You had to shut down production during the shoot because of the pandemic. Did you use the delay to work further on the show?

My brain in the great Covid interregnum was pretzeled and pretzeled again. It was like having your skull hit with a meat cleaver every day for nine hours every day for about three months. We were halfway through shooting episode 5 in Mexico City when we had to leave. And everybody, not least of them Apple, went to great efforts to ensure that we could finish the season. Everybody thought that we had something pretty cool, we were quite proud of what we had. And we looked at the possibility of how we could re-mount it. It seemed to be a kaleidoscopically infinite variation of approaches. Are we going to finish in Mexico City? Do we go to the Dominican Republic? Do we find somewhere in Arizona? We talked about the Philippines at one point. I got so desperate that I said, ‘what about New Zealand?’, where I live. It required a lot of re-thinking. But in the end, the only real material difference that we made is that we shortened the season. It was a nine-episode season and it became a seven-episode season. I wrote what was conceived to be the season finale, I wrote one assuming we were filming it in Mexico, one assuming we were filming it in the Philippines, one assuming it would be on a soundstage!

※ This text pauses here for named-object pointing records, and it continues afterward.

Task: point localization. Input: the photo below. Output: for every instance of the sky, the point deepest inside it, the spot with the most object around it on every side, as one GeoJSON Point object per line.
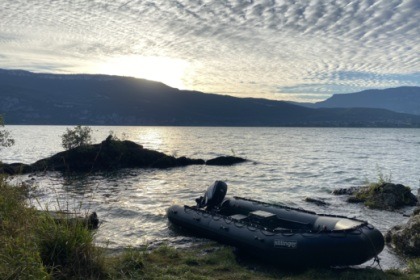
{"type": "Point", "coordinates": [276, 49]}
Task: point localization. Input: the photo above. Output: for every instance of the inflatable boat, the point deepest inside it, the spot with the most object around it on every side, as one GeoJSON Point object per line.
{"type": "Point", "coordinates": [280, 234]}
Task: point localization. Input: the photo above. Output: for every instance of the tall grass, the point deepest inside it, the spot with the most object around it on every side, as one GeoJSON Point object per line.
{"type": "Point", "coordinates": [36, 245]}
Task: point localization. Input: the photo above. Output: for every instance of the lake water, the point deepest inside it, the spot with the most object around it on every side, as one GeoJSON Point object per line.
{"type": "Point", "coordinates": [285, 166]}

Does that affect your potential plans for Season 2 and onwards?

If there’s one thing I learned from reading Paul Theroux’s travel literature, it’s that you can have a destination in mind, but there is always another route you can take to get there. I know where we’re headed, as to the exact route, that’s to be determined.

Finally, what can you tell us about the future of Luther on the big and small screens?

I can tell you that we’ve got big and exciting news coming soon. I know Idris has kind of mentioned it, so it’s not a massive secret, but we have a thing. You’re going to see more of John Luther pretty soon in a very cool way.

The Mosquito Coast ends its first season on Apple TV+ this Friday.